Walau banyak yang tidak merespon, akhirnya ada salah satu anggota DPRD Provinsi yang merespon. Beliau akan meneruskan ini kepada komisi terkait dan akan mencoba untuk meminta keterangan dari pihak Dishub Jawa Timur. Saya merasa sangat senang akhirnya previllage yang saya miliki bisa benar-benar saya maksimalkan untuk kepentingan banyak orang.

Nah, beberapa waktu yang lalu ada rekan saya yang mengatakan kenapa saya tidak menjadi calon anggota legislatif (caleg). Yah paling tidak caleg DPRD Kota yang paling rendah dulu tingkatannya. Kata rekan saya, sayang jika previlege berupa channel YT dengan banyak subscriber atau tulisan yang kerap meledak tidak dimamfaatkan.

Saya sih belum berpikir ke sana untuk saat ini. Tidak hanya itu, saya tidak begitu sreg jika bergabung dengan partai politik mengingat untuk menjadi caleg adalah menjadi anggota partai politik. Kalau saja ada aturan caleg boleh mengajukan diri perseorangan seperti Dewan Perwakilan Daerah (DPD), maka saya pasti akan berpikir ke sana. Membayangkan masuk partai, menghafalkan yel-yel dan mars partai, serta harus tunduk pada AD/ART partai saja saya sudah malas.

Padahal, menurut saya, ketika seorang caleg berhasil menjadi aleg, ia harus mengakomodasi kepentingan semua golongan, tidak hanya partai atau yang memilihnya saja. Ia juga seharusnya berkehendak bebas melakukan kebijakan yang dirasa lebih pro kepada masyarakat luas.

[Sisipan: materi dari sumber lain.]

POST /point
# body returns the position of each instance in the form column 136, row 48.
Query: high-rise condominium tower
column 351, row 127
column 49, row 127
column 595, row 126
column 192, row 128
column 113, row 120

Meski demikian, saya juga tidak menampik jika seadainya saya bisa duduk menjadi anggota dewan, pasti saya akan memiliki previllage lebih besar. Saya tidak perlu lagi susah payah memviralkan sesuatu hal yang kurang baik. Tinggal sidak saja dan melakukan rapat komisi untuk memanggil pihak terkait untuk memecahkan masalah yang ada. Saya akan punya power lebih besar.

Entah bagaimana ke depannya, yang jelas saya masih akan tetap menggunakan previllage saya sesuai kapasitas saya. Sambil membesarkan channel YT dan Tiktok, siapa tahu hidayah untuk menjadi caleg bisa saja tiba. Yang penting saya tetap meluruskan niat bahwa previllage ini harus saya gunakan untuk kepentingan orang lain.